Она без конца бормотала стихи из Корана; у меня затекло все тело. Ну и вздуют же меня за опоздание, думала я с тревогой. И вдруг я увидела, как с другой стороны кладбища идет мужчина; он устремился к хаджале. Подойдя к ней, он протянул руки, словно для молитвы, потом резко прижал ее к себе и склонил на могилу. Потом он оказался за ее спиной. Чадра скрывала от взглядов их тела — можно было лишь угадать ритмичные движения мужчины. Наконец я поняла их смысл, вылезла из кустов и побежала домой, подыскивая уважительный предлог опозданию.

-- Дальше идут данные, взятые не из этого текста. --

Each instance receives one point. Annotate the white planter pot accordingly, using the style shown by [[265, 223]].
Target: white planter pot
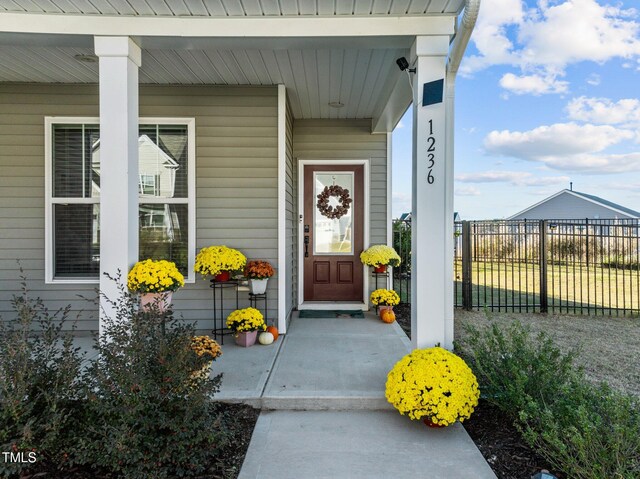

Мать не поверила ни слову из того, что я ей рассказала. Задав мне самую ужасную трепку в моей жизни, она заперла меня в туалете. Только неожиданный визит тетушки Сельмы спас меня от более сурового наказания. Супруга Слимана заставила меня дать обещание никогда больше не таскаться по улицам после школы.
На следующий день она воспользовалась тем, что мы остались наедине в задней части дома, среди кувшинов с оливковым маслом, кускусом и вяленым мясом, и спросила меня:
— Это правда, что вчера вечером ты дошла до самого кладбища?
— Как ты узнала?
— Очкарик Тижани рассказал об этом твоему дяде, а дядя передал мне, когда принес завтрак. Что ты там делала вечером, когда темнело?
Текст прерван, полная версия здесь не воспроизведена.